Abstract

If Ashraf Rushdy's Neo-slave Narratives was composed simply of his close readings of four Neo-slave narratives--Ishmael Reed's Flight to Canada, Sherley Anne Williams's Dessa Rose, Charles Johnson's Oxherding Tale, and Johnson's Middle Passage--it would probably stand alone as a worthwhile book. But Rushdy builds far beyond Bernard Bell's original use of the title term as "residually oral, modern narratives of escape from bondage to freedom"; his nuanced and thoughtful examination of these four "contemporary novels that assume the form, adopt the conventions, and [End Page 541] take on the first-person voice of the antebellum slave narrative" offers a clear delineation of the form without ever forgetting that form's multiple functions and locations.
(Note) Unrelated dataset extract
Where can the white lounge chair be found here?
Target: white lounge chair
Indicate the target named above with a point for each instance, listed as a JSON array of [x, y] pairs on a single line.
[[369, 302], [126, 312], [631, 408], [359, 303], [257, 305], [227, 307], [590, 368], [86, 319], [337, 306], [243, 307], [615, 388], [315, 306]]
Rushdy also usefully places the form in dialogue with the politics of Black Power, arguing that the novels "negotiate the two historical moments from which they emerge and in which they circulate--the Black Power movement of the late sixties and the neoconservative and right-wing backlash to it in the seventies and eighties." Thus, Rushdy tells us, these novels insist on a kind of intersubjectivity that questions the cultural politics both of literary individualism and of received and often (mis)appropriated histories of race and slavery at different points in the second half of the twentieth century.